Sonoma County’s dominant waste hauler, North Bay Corp., has been told to clean up the large piles of trash that have been accumulating at two Santa Rosa recycling facilities.|

Sonoma County’s health department has issued a cease and desist order against a Santa Rosa recycling center over the large piles of trash that have been accumulating at its Santa Rosa facility.

The county Department of Health Services issued the Aug. 28 order against North Bay Corp., a division of the Ratto Group, the county’s dominant waste hauler, for two recycling sites on opposite sides of Standish Avenue just south of the city.

The order stems from a complaint the county received early last month that the company was operating an illegal solid waste facility. Officials investigated and found massive piles of garbage inside buildings and uncovered outside.

Recycling facilities in the state are allowed to operate without the stringent regulations on solid waste facilities as long as three conditions exist, explained Christine Sosko, the county’s environmental health and safety director. Material must be separated for reuse; no more than 1 percent of that waste can be “putrescible,” or prone to rotting; and no more than 10 percent can be “residual waste,” meaning anything that’s not recyclable - essentially garbage.

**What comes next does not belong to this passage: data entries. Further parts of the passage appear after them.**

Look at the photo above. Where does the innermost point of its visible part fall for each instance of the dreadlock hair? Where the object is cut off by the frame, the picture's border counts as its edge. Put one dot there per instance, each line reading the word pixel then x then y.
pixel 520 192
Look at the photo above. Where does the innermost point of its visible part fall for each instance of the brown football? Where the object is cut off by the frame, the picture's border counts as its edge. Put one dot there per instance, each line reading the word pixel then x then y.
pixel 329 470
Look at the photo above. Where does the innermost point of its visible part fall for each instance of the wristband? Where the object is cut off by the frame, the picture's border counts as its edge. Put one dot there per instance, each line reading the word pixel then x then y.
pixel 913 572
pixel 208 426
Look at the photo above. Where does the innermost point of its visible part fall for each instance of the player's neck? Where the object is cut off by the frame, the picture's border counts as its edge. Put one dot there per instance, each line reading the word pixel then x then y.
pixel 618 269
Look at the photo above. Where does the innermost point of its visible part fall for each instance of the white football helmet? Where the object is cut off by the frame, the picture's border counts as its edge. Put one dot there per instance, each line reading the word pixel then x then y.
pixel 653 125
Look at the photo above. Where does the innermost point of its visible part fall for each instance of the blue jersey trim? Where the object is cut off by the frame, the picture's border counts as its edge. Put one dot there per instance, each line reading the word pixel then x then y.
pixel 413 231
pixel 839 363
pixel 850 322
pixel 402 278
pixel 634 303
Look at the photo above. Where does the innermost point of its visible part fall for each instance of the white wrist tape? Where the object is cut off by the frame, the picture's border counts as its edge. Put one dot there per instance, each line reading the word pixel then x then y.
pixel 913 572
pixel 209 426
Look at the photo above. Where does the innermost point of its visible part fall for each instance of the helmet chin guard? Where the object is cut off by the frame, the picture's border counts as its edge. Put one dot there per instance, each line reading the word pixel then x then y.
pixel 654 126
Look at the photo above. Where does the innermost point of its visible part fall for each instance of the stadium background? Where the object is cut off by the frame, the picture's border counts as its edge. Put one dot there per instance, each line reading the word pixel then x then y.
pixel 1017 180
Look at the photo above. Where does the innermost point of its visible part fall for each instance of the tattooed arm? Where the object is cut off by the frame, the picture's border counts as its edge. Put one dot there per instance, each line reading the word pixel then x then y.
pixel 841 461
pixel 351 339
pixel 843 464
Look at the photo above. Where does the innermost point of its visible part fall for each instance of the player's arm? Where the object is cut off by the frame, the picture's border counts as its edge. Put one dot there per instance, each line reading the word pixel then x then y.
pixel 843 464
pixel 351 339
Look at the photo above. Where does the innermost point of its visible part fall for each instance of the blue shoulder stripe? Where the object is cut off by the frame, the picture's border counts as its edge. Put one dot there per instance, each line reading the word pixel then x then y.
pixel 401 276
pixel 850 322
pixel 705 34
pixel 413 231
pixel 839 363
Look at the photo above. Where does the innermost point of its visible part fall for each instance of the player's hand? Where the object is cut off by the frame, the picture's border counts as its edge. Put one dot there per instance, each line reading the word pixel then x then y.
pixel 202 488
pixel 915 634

Inspectors, after visiting the sites and consulting with the operators, found that a facility at 3400 Standish Ave., Empire Recycling, was processing 21 percent garbage, while a North Bay Corp. facility across the street at 3417 Standish was processing 27 percent garbage, according to the order.

Inspectors noted birds and rats crawling across mounds of recyclables and garbage 12 feet deep and piles of tires intending for recycling. Recycled material and garbage also had been pushed together, and broken areas of concrete made it difficult to clean surfaces, Sosko said.

If the problems aren’t cleared up, North Bay Corp. could be hit with fines for violating the solid waste permit rules, which the county is required to enforce on behalf of CalRecycle, the state waste agency. The county can levy fines of up to $5,000 per day, Sosko said.

North Bay Corp. representatives have made no secret of the challenges they face from people putting garbage in blue recycling bins. They told county inspectors that about 50 percent of the material being collected in the curbside bins is non-recyclable.

In interviews in May, they said that a large number of their 145,000 residential and commercial customers appear to be stuffing household garbage into blue bins.

Also, the bottom has dropped out of the global recyclables market, and both those factors were behind the company’s request for temporary rate increases of $1 per month from the eight Sonoma County cities where North Bay Corp. operates.

Those rate increases have yet to be approved. Meanwhile, despite an education campaign aimed at curbside customers, the garbage continues to pile up at the hauler’s two Santa Rosa sites.

Company officials are working on a plan that they expect to share with county officials this week, said Eric Koenigshofer, the former county supervisor who represents the company.

“Our first order of business is to do everything we can to push the number below the 10 percent,” Koenigshofer said.

An expanded education campaign is likely, as well as identifying routes that have problems and taking additional measures in those areas, Koenigshofer said. That step could involve drivers inspecting bins for garbage, issuing warnings, and, if necessary, refusing to pick up the contents, he said.

“People do have to own some responsibility around what gets in the cans,” he said. “The quickest way to (address the problem) is if the lightbulb went off in the head of every single user in the county, cities and unincorporated areas, and they said, ‘I’m not going to throw garbage in the blue can anymore.’?”